Composed in 1960-1962 and recorded by the composer in 1964, this audacious solo piano work by Scottish composer Ronald Stevenson (b. 1928) celebrates the anagram-motto of Dmitri Shostakovich, who himself found polyphonic possibilities in the figures (D-E-flat, C, B), that in their semi-tone rise and fall, make up an interval of the major third. Stevenson, an avid reader of James Joyce, felt that the many allusions to the course and intertwining of rivers in Finnegan’s Wake should find corresponding ebb-and-flow in his own permutations of the Shostakovich-motto.  Stevenson wanted an “aqueous” sound to permeate his winding variations, using the old Spanish dance-form that embraces a continuous transformation of a ground-theme. Stevenson’s models are Bach’s Goldberg Variations, Beethoven’s Diabelli Variations, and Busoni’s Fantasia Contrappuntistica. The constant layering of fugues and counterpoint, in literal, inverted or cancrizans formats, provides a dove-tailed structure that likewise urges the music ever forward. At the same time, each of the variants is a kind of character-piece: a baroque suite, bravura etudes, a Russian march, a polonaise, a fandango, African drums, along with evocations of Bach, Chopin, and Shostakovich. As one uninterrupted movement lasting an hour and twenty minutes, it is a singularly grueling piece–John Ogden  gave the British premier at the Aldeburgh Festival in 1966. When issued originally, the Stevenson discs numbered only 100 copies of a 2-LP set. William Walton was impressed enough to urge Oxford University Press to publish the Passacaglia in 1967.
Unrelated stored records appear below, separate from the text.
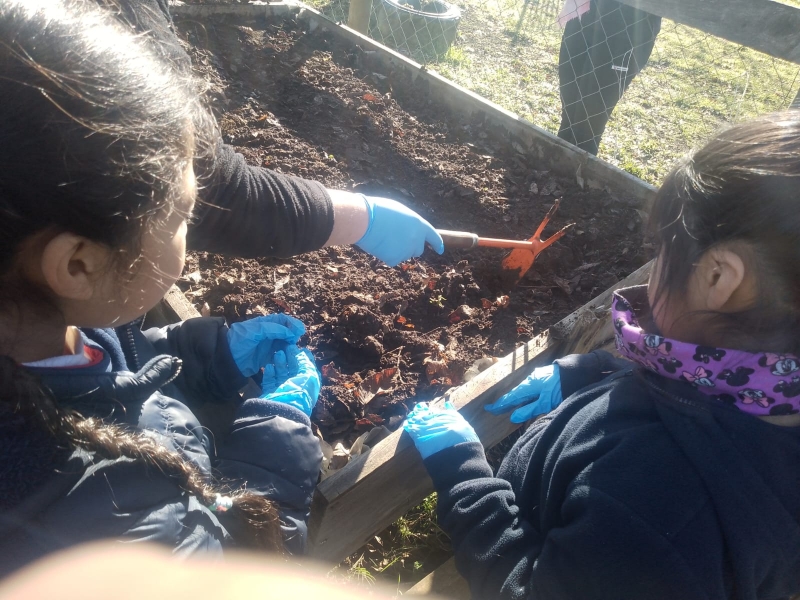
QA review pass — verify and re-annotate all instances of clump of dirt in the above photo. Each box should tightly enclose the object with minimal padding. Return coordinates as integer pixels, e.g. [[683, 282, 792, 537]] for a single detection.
[[179, 14, 645, 446]]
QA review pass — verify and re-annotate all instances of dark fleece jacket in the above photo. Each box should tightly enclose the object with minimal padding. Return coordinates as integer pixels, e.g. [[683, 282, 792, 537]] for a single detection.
[[425, 352, 800, 600]]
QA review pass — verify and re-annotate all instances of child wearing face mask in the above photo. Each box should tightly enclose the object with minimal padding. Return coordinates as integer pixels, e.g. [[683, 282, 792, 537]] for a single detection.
[[0, 0, 321, 573], [405, 111, 800, 600]]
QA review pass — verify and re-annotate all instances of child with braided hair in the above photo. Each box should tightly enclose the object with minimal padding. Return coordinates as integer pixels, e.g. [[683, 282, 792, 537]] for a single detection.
[[0, 0, 321, 573]]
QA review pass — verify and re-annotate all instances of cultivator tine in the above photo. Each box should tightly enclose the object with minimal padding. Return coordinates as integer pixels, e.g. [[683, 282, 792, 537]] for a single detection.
[[530, 198, 563, 245], [503, 198, 574, 287]]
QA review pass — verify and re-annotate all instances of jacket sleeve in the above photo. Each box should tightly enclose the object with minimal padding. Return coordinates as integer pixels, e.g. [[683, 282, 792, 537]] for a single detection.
[[143, 317, 247, 403], [425, 443, 707, 600], [555, 350, 634, 398], [187, 126, 333, 258], [115, 0, 333, 258], [37, 458, 231, 556], [216, 398, 322, 554]]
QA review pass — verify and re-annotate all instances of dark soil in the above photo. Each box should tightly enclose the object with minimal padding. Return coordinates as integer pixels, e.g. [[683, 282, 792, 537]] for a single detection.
[[172, 12, 645, 446]]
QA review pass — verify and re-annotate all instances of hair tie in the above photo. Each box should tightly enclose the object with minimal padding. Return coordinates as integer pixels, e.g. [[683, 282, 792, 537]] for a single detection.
[[208, 494, 233, 512]]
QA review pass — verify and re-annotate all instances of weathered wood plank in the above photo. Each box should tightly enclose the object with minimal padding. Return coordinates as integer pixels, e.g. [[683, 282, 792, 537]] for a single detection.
[[299, 7, 655, 206], [404, 558, 471, 600], [620, 0, 800, 63], [309, 264, 650, 562]]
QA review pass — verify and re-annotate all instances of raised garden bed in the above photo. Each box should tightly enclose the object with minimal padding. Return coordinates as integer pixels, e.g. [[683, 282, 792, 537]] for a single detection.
[[179, 8, 645, 445], [167, 3, 653, 588]]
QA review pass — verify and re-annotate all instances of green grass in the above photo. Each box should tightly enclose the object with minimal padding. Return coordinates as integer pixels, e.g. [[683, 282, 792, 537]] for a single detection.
[[302, 0, 800, 591], [328, 494, 451, 592], [431, 0, 800, 183]]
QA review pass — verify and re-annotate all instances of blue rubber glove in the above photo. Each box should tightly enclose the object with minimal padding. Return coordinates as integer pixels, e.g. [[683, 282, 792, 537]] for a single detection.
[[261, 345, 322, 417], [403, 402, 480, 458], [484, 364, 563, 423], [228, 314, 306, 377], [356, 196, 444, 267]]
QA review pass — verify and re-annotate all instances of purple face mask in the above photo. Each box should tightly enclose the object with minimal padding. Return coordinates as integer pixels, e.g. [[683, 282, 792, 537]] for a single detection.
[[611, 286, 800, 416]]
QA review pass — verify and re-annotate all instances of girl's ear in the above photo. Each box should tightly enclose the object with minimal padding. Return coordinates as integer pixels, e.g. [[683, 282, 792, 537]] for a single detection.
[[700, 248, 748, 312], [40, 233, 110, 300]]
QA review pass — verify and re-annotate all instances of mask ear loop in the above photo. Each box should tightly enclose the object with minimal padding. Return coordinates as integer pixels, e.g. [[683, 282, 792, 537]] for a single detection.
[[208, 494, 233, 513]]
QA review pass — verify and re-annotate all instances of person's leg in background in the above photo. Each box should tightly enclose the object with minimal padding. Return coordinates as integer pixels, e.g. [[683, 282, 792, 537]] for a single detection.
[[558, 0, 661, 154]]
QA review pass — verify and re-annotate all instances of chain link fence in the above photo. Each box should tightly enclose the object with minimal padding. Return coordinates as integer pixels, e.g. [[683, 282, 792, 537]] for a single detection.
[[310, 0, 800, 183]]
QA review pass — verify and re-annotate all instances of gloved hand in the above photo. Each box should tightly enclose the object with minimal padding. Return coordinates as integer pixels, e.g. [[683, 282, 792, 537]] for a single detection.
[[261, 345, 322, 417], [356, 196, 444, 267], [403, 402, 480, 458], [228, 314, 306, 377], [484, 364, 563, 423]]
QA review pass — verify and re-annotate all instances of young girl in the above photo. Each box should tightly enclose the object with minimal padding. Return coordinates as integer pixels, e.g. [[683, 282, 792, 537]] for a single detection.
[[0, 0, 321, 573], [406, 111, 800, 600]]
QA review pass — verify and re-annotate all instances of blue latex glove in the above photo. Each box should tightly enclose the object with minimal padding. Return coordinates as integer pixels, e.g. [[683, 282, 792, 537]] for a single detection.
[[403, 402, 480, 458], [356, 196, 444, 267], [484, 364, 563, 423], [261, 346, 322, 417], [228, 314, 306, 377]]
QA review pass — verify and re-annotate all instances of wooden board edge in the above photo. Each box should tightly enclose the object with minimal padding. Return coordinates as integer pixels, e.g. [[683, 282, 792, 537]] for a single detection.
[[309, 263, 651, 562]]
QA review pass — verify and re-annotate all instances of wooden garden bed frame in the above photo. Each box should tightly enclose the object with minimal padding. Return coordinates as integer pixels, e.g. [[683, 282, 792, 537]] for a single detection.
[[166, 0, 800, 597], [169, 2, 655, 563]]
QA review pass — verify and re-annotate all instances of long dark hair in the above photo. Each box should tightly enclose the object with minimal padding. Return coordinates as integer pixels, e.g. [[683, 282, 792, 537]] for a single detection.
[[0, 0, 282, 549], [649, 110, 800, 353]]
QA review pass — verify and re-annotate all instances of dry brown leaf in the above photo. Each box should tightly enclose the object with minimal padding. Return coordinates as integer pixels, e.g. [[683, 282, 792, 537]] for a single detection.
[[273, 298, 292, 313], [320, 362, 342, 381], [273, 275, 290, 292], [422, 356, 450, 380], [356, 367, 397, 404], [553, 275, 572, 296]]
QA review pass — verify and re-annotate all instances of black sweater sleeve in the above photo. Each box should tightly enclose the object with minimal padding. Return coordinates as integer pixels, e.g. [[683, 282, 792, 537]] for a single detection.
[[555, 350, 634, 399], [187, 143, 333, 258], [113, 0, 333, 258], [425, 442, 708, 600]]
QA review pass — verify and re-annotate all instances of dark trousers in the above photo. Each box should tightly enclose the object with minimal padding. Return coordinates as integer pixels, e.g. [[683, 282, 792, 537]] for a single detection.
[[558, 0, 661, 154]]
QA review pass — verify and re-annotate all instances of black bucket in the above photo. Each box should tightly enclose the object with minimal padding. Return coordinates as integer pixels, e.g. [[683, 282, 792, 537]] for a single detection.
[[371, 0, 461, 59]]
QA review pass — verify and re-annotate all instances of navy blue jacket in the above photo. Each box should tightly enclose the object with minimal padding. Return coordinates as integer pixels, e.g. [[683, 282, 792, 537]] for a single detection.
[[425, 352, 800, 600], [108, 0, 333, 258], [0, 318, 322, 573]]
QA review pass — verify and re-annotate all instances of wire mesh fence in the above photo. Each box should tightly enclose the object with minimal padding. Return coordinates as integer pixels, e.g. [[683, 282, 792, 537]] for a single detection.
[[309, 0, 800, 183]]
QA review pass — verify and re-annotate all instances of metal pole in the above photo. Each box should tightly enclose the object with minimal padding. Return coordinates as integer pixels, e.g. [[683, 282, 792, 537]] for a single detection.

Set in three large sections, the Passacaglia opens aggressively with a Sonata-allegro, whose secondary motif proves rather lyrical of repeated trills and rolling arpeggios.
The music becomes a Waltz in rondo-form and a delicate Episode. The Suite (in baroque style) lasts over 11 minutes, moving from Prelude to Sarabande, Jig, Minuet, Gavotte, and Polonaise, with some ritornelli. The fifth section is a bagpipe-dirge entitled Pibroch: Lament for the Children and pays homage to poet Hugh MacDiarmid while celebrating child victims of Nazism. Stevenson makes it sound like a dark, staccato piece by Satie. Arabesque figures display Stevenson’s remarkably light, deft and segue into a bitonal nocturne; Stevenson, for the Reverie-Fantasy, even invades the internal strings of the piano, a la Henry Cowell. Like Shostakovich, Stevenson harbors fears about war, the Holocaust, the Apocalypse. He parodies the 1917 Russian motto “Peace, Bread, and the Land.” Various martial elements lead To emergent Africa, a decidedly primitivist  moment that wants the piano to be orchestral tom-toms. The cascades become virtuoso, Lisztian etudes, hand and palm striking the piano, the dynamic extremes as volatile as anything in Ligeti or Stockhausen. Part II ends with Variations in C Minor, homage to Beethoven, marked by a hunting-horn motif.

Part III imitates the lachrymose prophet in Shostakovich, the mourner of humanity of the Symphony No. 13, “Baba Yar.” An Adagio tribute to Bach incorporates that composer’s name-motto by way of a triple fugue over a ground bass. The Dies Irae subject from the Requiem Mass is marked “In memoriam the six million Jews” and deliberately imitates Liszt’s Totentanz.  No less “present” in the expansive third part is the spirit of Busoni, his layering processes coordinated by rigorous, structural design. Stevenson’s own dynamic range of performance proves quite striking, from ffff to ppp, rife with multi-colored, kaleidoscopic effects. No mean virtuoso, this Stevenson. The final, longest section–adagissimo barocco–demands a monster crescendo to a block-chord coda, all based on the initial theme, as done in Bach’s Goldbergs. The quietly subdued ending allows us to browse to the center of the accompanying booklet, a photo of Stevenson presenting his score to its dedicatee, Shostakovich, at the 1962 Edinburgh International Festival.